Les collectivités locales peuvent-elles promouvoir des projets à base d’énergie ?
Aux États-Unis, en dépit de la politique négative de Donald Trump par rapport à l’environnement, à New York et en Californie, les compagnies et les collectivités, elles, bougent dans le sens du progrès par rapport à l’environnement et le social. Mais, à Maurice, cela n’est pas aussi évident au niveau des collectivités rurales lesquelles ne sont pas autonomes. Mais j’ai espoir que les choses peuvent changer. Par exemple, la réforme électorale ne peut pas être qu’une question relative au Best Loser System, mais elle devrait aussi permettre aux citoyens de décider de la manière dont ils souhaitent voir gérer leurs villes. Et pouvoir y participer. À ce sujet, Rodrigues, grâce à l’autonomie et avec le soutien du CEB, a réussi à implanter des éoliennes. Avant Maurice, on y a aboli l’utilisation du plastique. Ce manque d’autonomie à Maurice explique pourquoi jusqu’ici on n’a pas réussi à mettre en place le tri sélectif des déchets, ce qui nous aurait permis de gérer ceux-ci mais aussi de produire des énergies propres à partir de ces mêmes déchets.

Êtes-vous convaincu que les personnes qui utilisent leurs voitures pour se rendre à leur travail grimperont dans le métro, compte tenu aussi du fait que le nombre de voitures est en hausse ?

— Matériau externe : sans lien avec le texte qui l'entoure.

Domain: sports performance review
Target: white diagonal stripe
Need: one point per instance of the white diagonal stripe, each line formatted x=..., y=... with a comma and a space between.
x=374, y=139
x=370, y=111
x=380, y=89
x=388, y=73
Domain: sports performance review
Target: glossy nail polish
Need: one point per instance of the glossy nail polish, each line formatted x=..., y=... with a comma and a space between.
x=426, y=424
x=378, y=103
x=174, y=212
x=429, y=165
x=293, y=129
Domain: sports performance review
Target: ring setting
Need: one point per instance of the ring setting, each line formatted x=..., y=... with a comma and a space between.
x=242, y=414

C’est une question qui mérite d’être posée. À Delhi, une étude a montré que le modal shift de la voiture vers le métro n’a pas été suffisant, et  le potentiel de réduction de CO2 n’est pas atteint. À Maurice, la réponse à cette attente est de nature philosophique : quelle est notre vision de notre court passage sur  Terre ? Si c’est pour parader, se faire plaisir d’abord, en regardant ses propres intérêts, sa petite famille, c’est alors une vision matérialiste, je crois qu’il y a lieu de désespérer, on ne changera pas les choses. Par contre, s’il y a des gens prêts à épouser le partage et le respect, si on songe aux générations futures et à la nature, il y a là l’élément qui permet à beaucoup de faire un effort pour  que notre engagement ne soit pas un vain mot.